Knowledge Graphs and Ologs: Enhancing AI Safety through Debate and Ontological Commitments


Short Description

Research Project

We are interested in exploring the applications of knowledge graphs to the alignment problem, and we believe this is a research direction that has a lot of potential in the context of weak-to-strong generalization and trustworthy AI.

A key claim in Irving et al’s 2018 paper “AI Safety via Debate” is that “in the debate game, it is harder to lie than to refute a lie.” This suggests a high-level approach to verifying alignment could be attempting to elicit lies from models and then verifying the truth of those statements. Brown-Cohen et al’s 2023 paper “Scalable AI Safety via Doubly-Efficient Debate” improves upon this, with the key idea being that “two polynomial-time provers compete to convince a significantly more efficient verifier that they have correctly solved a computational problem that depends on black-box access to human judgements.” This protocol requires us to provide two things: a “significantly more efficient verifier” and “black-box access to human judgements.” We propose the following to satisfy those requirements.

The preprint “Zero-Shot Fact-Checking with Semantic Triples and Knowledge Graphs” by Yuan and Vlachos (2023) introduces a method to verify facts based on comparing triples extracted from a language model’s response to a ground-truth knowledge graph via a voting mechanism that returns supports/refutes/”not enough information”. The extraction of facts from statements can be done reliably through models that are much smaller (and therefore more efficient) than the ones being tested, as can the comparison of the extracted facts to a ground-truth knowledge base. This scheme gives us the requirements we need above: the fact-extraction model is our highly efficient verifier, and the knowledge graph check represents black box access to human judgements.
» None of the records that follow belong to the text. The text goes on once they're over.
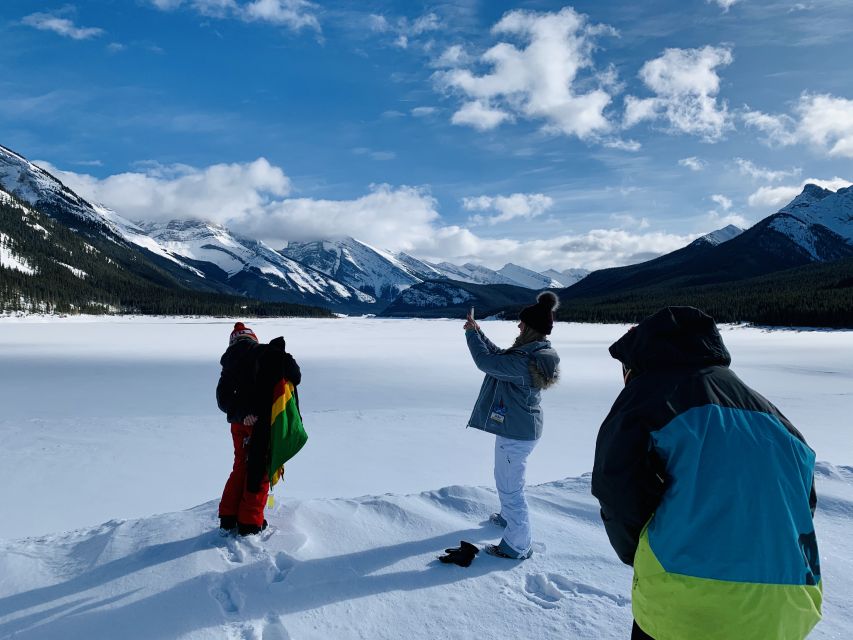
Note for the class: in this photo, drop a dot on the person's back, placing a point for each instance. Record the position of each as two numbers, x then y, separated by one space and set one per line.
724 483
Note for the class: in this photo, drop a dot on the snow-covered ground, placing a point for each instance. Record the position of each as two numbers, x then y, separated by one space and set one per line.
112 420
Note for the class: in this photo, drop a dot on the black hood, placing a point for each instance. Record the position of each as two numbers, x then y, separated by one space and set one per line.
672 337
236 351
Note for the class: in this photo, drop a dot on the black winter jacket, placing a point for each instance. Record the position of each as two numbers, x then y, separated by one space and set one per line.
250 371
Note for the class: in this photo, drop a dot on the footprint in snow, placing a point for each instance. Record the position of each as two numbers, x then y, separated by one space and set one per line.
229 599
547 589
280 567
242 631
274 629
232 551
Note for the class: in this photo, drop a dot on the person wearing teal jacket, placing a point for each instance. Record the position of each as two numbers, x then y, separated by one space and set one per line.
707 490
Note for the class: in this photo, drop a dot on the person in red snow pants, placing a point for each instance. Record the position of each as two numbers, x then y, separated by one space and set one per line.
236 499
245 393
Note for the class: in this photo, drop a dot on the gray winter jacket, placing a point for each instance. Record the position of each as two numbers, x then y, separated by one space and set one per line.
508 404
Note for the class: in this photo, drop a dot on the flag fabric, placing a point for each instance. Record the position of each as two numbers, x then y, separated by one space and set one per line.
287 434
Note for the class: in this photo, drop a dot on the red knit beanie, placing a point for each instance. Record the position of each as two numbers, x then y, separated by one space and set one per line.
241 331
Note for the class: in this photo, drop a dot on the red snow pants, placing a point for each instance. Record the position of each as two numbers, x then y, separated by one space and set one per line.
236 500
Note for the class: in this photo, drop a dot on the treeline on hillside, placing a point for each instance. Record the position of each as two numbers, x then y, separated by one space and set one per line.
811 296
115 278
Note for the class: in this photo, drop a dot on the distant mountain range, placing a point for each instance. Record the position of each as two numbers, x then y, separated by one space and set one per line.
345 275
56 247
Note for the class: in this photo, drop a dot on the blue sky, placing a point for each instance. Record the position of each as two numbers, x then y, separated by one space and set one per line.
549 134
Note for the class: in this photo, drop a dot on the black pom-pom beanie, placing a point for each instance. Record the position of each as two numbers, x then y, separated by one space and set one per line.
540 316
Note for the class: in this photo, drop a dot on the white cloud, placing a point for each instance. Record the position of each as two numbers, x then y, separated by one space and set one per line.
62 26
454 56
421 112
517 205
725 5
374 155
404 29
480 115
686 84
221 193
779 129
539 81
752 170
622 145
722 201
775 197
723 215
629 221
693 163
822 120
293 14
827 121
719 220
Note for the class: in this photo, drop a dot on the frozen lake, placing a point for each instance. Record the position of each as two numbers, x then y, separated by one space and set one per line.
116 417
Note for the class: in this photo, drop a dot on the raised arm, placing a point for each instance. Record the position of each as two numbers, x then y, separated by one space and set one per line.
508 366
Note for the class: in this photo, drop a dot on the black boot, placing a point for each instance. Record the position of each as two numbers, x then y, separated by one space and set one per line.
463 555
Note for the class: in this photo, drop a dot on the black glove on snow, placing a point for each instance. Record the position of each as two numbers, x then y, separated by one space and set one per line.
463 555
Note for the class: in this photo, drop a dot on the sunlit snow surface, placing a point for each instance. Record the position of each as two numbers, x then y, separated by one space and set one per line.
105 420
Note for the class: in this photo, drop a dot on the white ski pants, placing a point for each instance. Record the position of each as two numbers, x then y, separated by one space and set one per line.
510 467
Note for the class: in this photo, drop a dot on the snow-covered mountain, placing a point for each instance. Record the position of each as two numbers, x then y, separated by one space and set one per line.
528 278
36 187
379 273
819 221
568 276
250 266
471 273
719 236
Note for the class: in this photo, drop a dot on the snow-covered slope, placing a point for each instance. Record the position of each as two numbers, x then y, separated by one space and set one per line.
819 221
250 265
473 273
527 278
38 188
719 236
358 568
421 268
356 264
567 277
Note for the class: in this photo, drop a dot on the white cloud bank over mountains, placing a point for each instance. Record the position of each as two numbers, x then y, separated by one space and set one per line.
685 84
538 81
62 26
517 205
256 199
821 120
293 14
774 197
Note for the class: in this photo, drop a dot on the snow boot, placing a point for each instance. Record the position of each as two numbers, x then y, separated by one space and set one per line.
498 519
463 555
250 529
503 550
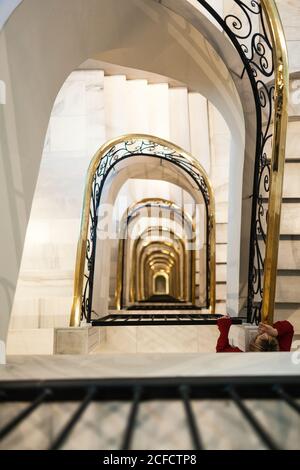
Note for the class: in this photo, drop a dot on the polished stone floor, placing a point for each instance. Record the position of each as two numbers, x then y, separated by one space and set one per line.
108 365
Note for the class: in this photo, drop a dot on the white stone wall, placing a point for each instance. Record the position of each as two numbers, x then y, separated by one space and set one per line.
76 130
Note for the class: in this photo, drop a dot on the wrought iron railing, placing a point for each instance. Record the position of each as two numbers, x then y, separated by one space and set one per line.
262 50
104 162
136 391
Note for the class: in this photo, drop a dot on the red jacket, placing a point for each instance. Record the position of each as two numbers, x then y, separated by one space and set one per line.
284 328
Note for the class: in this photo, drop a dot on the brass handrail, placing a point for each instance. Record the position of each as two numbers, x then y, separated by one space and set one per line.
281 72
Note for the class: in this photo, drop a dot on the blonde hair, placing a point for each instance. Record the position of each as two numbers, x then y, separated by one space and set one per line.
264 343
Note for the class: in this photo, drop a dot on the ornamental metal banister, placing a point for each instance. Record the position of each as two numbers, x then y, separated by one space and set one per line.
105 160
264 57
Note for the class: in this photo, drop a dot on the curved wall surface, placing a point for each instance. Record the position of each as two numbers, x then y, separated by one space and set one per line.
42 42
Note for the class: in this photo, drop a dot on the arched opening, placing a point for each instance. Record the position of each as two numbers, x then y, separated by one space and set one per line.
161 284
133 148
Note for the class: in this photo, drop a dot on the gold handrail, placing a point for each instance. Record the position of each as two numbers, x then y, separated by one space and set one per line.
75 318
281 72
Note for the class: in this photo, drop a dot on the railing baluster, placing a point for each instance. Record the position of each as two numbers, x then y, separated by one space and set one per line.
132 419
193 428
64 434
265 437
9 427
287 398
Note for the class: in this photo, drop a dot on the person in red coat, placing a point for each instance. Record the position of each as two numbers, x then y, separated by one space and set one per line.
270 338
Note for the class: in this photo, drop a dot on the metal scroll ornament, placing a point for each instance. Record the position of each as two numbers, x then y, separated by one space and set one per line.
139 147
258 51
246 27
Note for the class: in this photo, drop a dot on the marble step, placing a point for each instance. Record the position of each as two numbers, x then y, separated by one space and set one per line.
179 117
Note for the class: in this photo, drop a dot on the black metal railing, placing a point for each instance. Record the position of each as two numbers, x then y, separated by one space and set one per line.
136 391
160 319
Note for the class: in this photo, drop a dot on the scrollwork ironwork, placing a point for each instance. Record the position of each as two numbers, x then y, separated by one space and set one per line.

The voting mechanism gives us further efficiency gains, as it reduces the number of debate rounds that need to be manually checked by a human verifier to only those that have “not enough information” results.

Our intention is to build a version of the doubly-efficient debate framework that uses knowledge-graph grounded fact-checking in the implementation of the verifier, and evaluate the performance and efficiency of this system for suitability in a superalignment context.

Connection to alignment of superhuman AI systems

If we can construct a reliable system to perform the debate and oracle verification task (extraction of facts and comparison to knowledge base to return an answer), it can be used to implement a training objective for superalignment, where the use of a weaker model that only needs to verify the outputs of stronger models can incentivize the production of interpretable responses (interpretable by a model that humans know to be aligned, even if the overall statement is beyond human capacity to interpret). Furthermore, we believe we can use the graph construction phase of the verification to implement quasilinguistic neural representations (QNRs) that themselves possess value from an interpretability point of view.